In August 2010, a month before the UN planned to officially release the investigation’s findings, a draft report was leaked to the French newspaper Le Monde. Within hours, I filed a story for AFP.
The 560-page report, which covered the period from 1993 to 2003, was titled Mapping Human Rights Violations. In UN legal jargon the term “mapping” means providing an inventory and classification of crimes. The investigators found evidence that Rwandan Patriotic Army (RPA) and its rebel allies used hoes, bayonets and axes to butcher Rwandan and Congolese Hutus, often rounding then up beforehand and killing them in groups. In many cases, the victims were raped, burned alive or shot. The report indicated that the vast majority of Hutu who were killed were “women, children, the elderly and the sick, who posed no threat to the attacking forces.” The authors concluded that Kagame’s troops may have committed genocide in Congo. “The systematic and widespread attacks described in the report… revealed a number of damning elements that, if they were proven before a competent court, could be classified as crimes of genocide.” The UN called for a full judicial investigation.

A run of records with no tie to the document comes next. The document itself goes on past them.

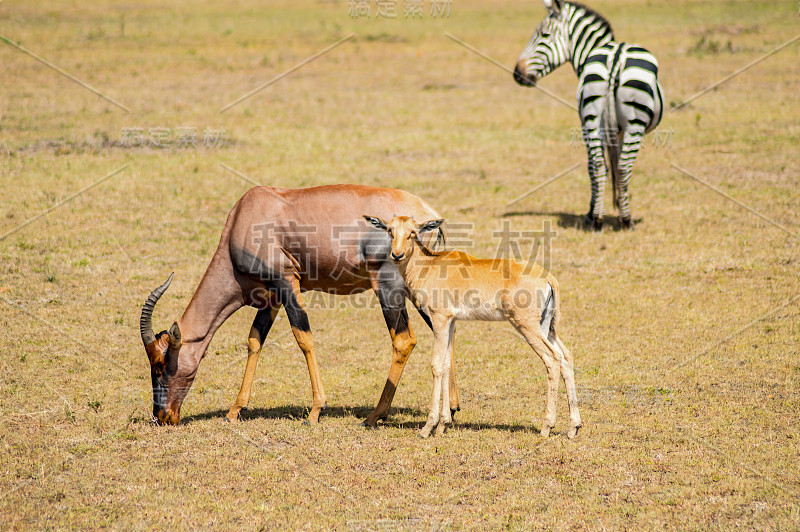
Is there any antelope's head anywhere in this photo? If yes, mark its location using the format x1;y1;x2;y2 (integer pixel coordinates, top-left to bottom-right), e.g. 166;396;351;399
364;215;444;264
139;274;181;425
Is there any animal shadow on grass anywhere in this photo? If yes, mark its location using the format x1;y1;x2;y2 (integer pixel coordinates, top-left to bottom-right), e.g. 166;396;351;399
501;211;643;231
384;413;540;435
181;405;427;426
181;405;544;434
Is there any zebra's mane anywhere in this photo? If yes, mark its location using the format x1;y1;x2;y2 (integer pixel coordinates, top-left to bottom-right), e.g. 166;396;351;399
565;2;614;40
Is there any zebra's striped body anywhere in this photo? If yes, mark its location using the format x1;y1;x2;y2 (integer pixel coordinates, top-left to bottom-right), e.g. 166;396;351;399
514;0;663;229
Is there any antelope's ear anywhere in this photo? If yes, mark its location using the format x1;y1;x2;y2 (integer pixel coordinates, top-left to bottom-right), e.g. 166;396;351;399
364;214;386;231
417;218;444;233
167;321;182;351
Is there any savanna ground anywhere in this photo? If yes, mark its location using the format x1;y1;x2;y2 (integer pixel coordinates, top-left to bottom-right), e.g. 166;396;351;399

Rwanda reacted swiftly and with fury. The government called the findings “immoral and outrageous” and it persuaded the Western sponsors to attack the UN team’s methodology. Kigali also threatened to withdraw troops from UN peacekeeping missions. The pressure likely quashed any hope that the UN would ever support a tribunal in Congo to prosecute Kagame and his killers.
At the same time, a renowned forensic investigator was already in Congo training a team of local scientists, police officers, army personnel and human rights activists to investigate mass graves found there. José Pablo Baraybar, a Peruvian forensic scientist who has worked in Srebrenica, Haiti and Ethiopia, had received financial backing from the American Bar Association and the US State Department for the three months training program. Baraybar said his team got considerable help from Congolese villagers too. But when he came to opening up the mass graves in Rutshuru – a town where Kagame’s mobile killing teams had committed some of the worst atrocities at the beginning of the invasion – the provincial governor blocked the investigation. “And Kinshasa would not give its approval either,” Baraybar told me, Joseph Kabila, who had taken over after his father, Laurent, has been assassinated by the bodyguard in 2002, “was evidently playing both hands.”
“On the ground, a forensic analysis was not possible, anywhere,” he said. “It was clear that Rwanda had used its influence in Congo and abroad to squash a full investigation.” More than a decade after Kagame has built his inner stations in Rutshuru and other Congolese villages, his ability to define reality and influence people’s lives remained intact.
My interview [It is Judy Rever who speaks] with Baraybar left me wondering what to do next. The United Nations had exposed the crimes – odious acts that had been committed by Kagame’s troops in Congo – and yet no international authority had the courage to hold Kagame or his commanders accountable. It was as if no one could imagine prosecuting the man credited with stopping the Rwandan genocide, no matter what he did. The injustice was staggering. And at last I realized that the only way to live with what I’d witnessed in Congo was for me to backtrack into the heart of the genocide and examine what exactly the RPF has done. And then to publish what I found.
A word of a widow ends the book that relates what she found: “We have to pretend that nothing is wrong. But I will never accept it.” Fear gobbles the truth, and power celebrates the lies. Welcome the 6thof April.